GERRIT: At an age of 10 or so, I got a Radio Shack 10-in-1 electronics kit for my birthday. Those kits were imported from the US I think, with an English manual. My mother tongue is Dutch, and we didn’t learn English at school at that time. A very friendly neighbour, a pastor from the church in our village, with a big interest in science and technology translated all ten experiments for me. I still have the kit as well as the translated booklet as typewritten pages in my possession.
From that time I started to craft with electronics, got my HAM radio license (PA3BYA) at age 16, and still actively try to keep up with all the new technologies.
e14: What's your educational background, and current profession? What kind of work do you do?
GERRIT: I have a bachelor degree in electronics. After working quite some time on machine vision and image processing in agriculture, I got the chance to do a PhD in applied physics on that subject. Specifically I worked on hyperspectral imaging for measuring biochemicals in plant material. I graduated in 2004 and since then I worked on a variety of projects using hyperspectral and multispectral imaging for disease detection, high throughput automated plant phenotyping using stereo-vision, Time Of Flight (ToF) Imaging and lightfield technology. Furthermore I worked on sensor fusion (color, fluorescence and infrared) for monitoring plant health using a robot system, and other projects mainly focused on agricultural research.
e14: What made you decide to start participating here on the element14 Community?
GERRIT: I can't remember that exactly, I think I got an email from Farnell, which is one of our main suppliers. I also remember that one of Farnell's sales representatives mentioned the site during a meeting, but at that time I was already active, or at least had an account.
e14: Has being a member of the element14 Community proved beneficial at all, in terms of your electronics projects and even professionally?
GERRIT: Sure it is, besides getting some nice stuff for RoadTests, I learn a lot by sticking around, reading conversations and blog posts. For instance the first time I heard about the Raspberry Pi, I think was on element14.
e14: Which areas of electronics and the maker scene are you particularly excited about right now?
GERRIT: First of all small powerful computer boards like Arduino and Raspberry Pi. These boards gives the horse power to a lot of my experiments. I’m also very interested in radio, and currently specifically in software defined radio. Last but not least robotics, which is also one of the key technologies currently explored in my professional job.
e14: You’ve taken part in a couple of RoadTests and Design Challenges on element14. Was this a valuable experience that you’d recommend to other members? What did you get out of them on a personal level?

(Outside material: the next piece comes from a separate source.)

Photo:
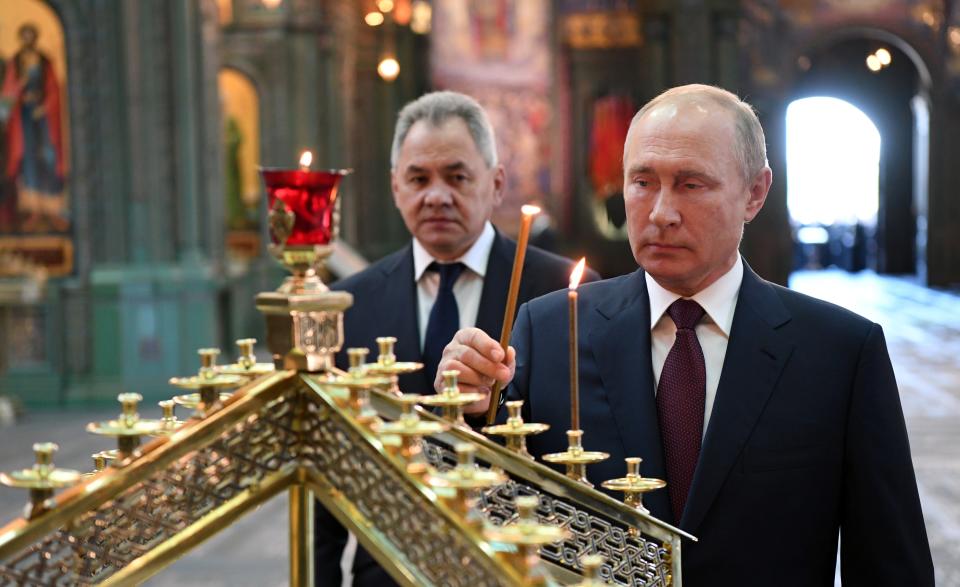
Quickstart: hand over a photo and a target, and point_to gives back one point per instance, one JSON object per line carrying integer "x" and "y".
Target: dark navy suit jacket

GERRIT: The RoadTest area is a great place to keep up to date with new technology and products on the market. When you're selected it's a lot of fun to do some tests and report the results to the community. Also getting feedback really helps to understand the technology and possibilities.

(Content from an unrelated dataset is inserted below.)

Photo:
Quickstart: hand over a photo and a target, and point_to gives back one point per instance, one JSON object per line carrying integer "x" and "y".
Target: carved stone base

This also holds for the Design Challenges, which have the extra competitive aspect.
e14: Are there any projects you're working on right now, or thinking about starting, that you'd like to tell us about?
GERRIT: I’m currently working on a software designed radio transceiver, based on a softrock frontend. It will cover HF (10-80 meter). I tested a PSoC device for the ADC, DAC and computing, which worked pretty well (see my PSoC 5 LP review), but recently I switched to a Teensy, which has a very nice audio interface and DSP library.

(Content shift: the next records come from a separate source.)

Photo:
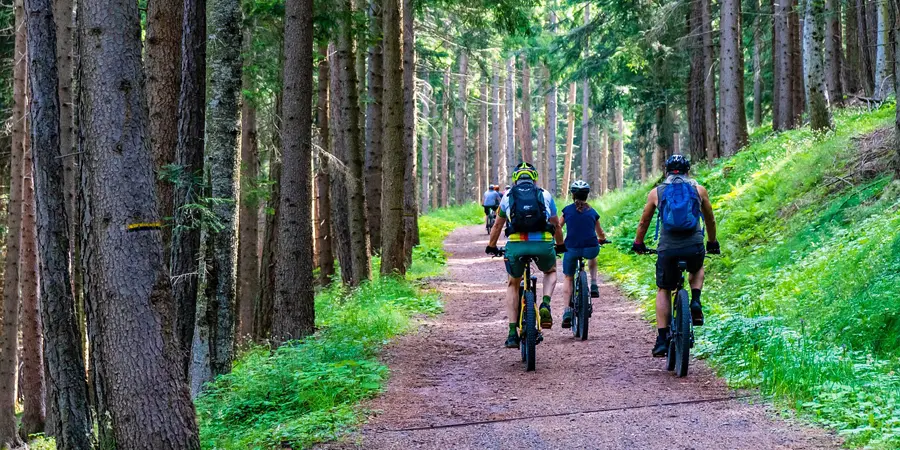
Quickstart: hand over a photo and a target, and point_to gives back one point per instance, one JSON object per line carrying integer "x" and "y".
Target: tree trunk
{"x": 9, "y": 327}
{"x": 445, "y": 157}
{"x": 496, "y": 119}
{"x": 219, "y": 274}
{"x": 63, "y": 353}
{"x": 426, "y": 148}
{"x": 347, "y": 139}
{"x": 410, "y": 188}
{"x": 757, "y": 65}
{"x": 833, "y": 55}
{"x": 460, "y": 129}
{"x": 511, "y": 160}
{"x": 783, "y": 67}
{"x": 323, "y": 177}
{"x": 248, "y": 238}
{"x": 183, "y": 263}
{"x": 294, "y": 309}
{"x": 149, "y": 408}
{"x": 393, "y": 261}
{"x": 883, "y": 85}
{"x": 618, "y": 150}
{"x": 374, "y": 125}
{"x": 733, "y": 119}
{"x": 709, "y": 83}
{"x": 852, "y": 65}
{"x": 33, "y": 384}
{"x": 163, "y": 61}
{"x": 570, "y": 136}
{"x": 866, "y": 74}
{"x": 819, "y": 111}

What I also like to mention is that I just started to assist a couple of kids at my daughter's school, to prepare for a robot challenge at the end of June. They have to develop a LEGO Mindstorms-based robot in order to solve some agricultural field tasks.
e14: What advice would you give to someone who's new to the maker scene, and to the element14 Community?
GERRIT: There's so much to offer on the element14 website. Do not hesitate to ask questions, ‘like' topics or add comments. Send in RoadTest applications, starting with the simple easy kits.
Try to focus on your specific subject of interest, either Arduino, 3D printing, ham radio, you name it!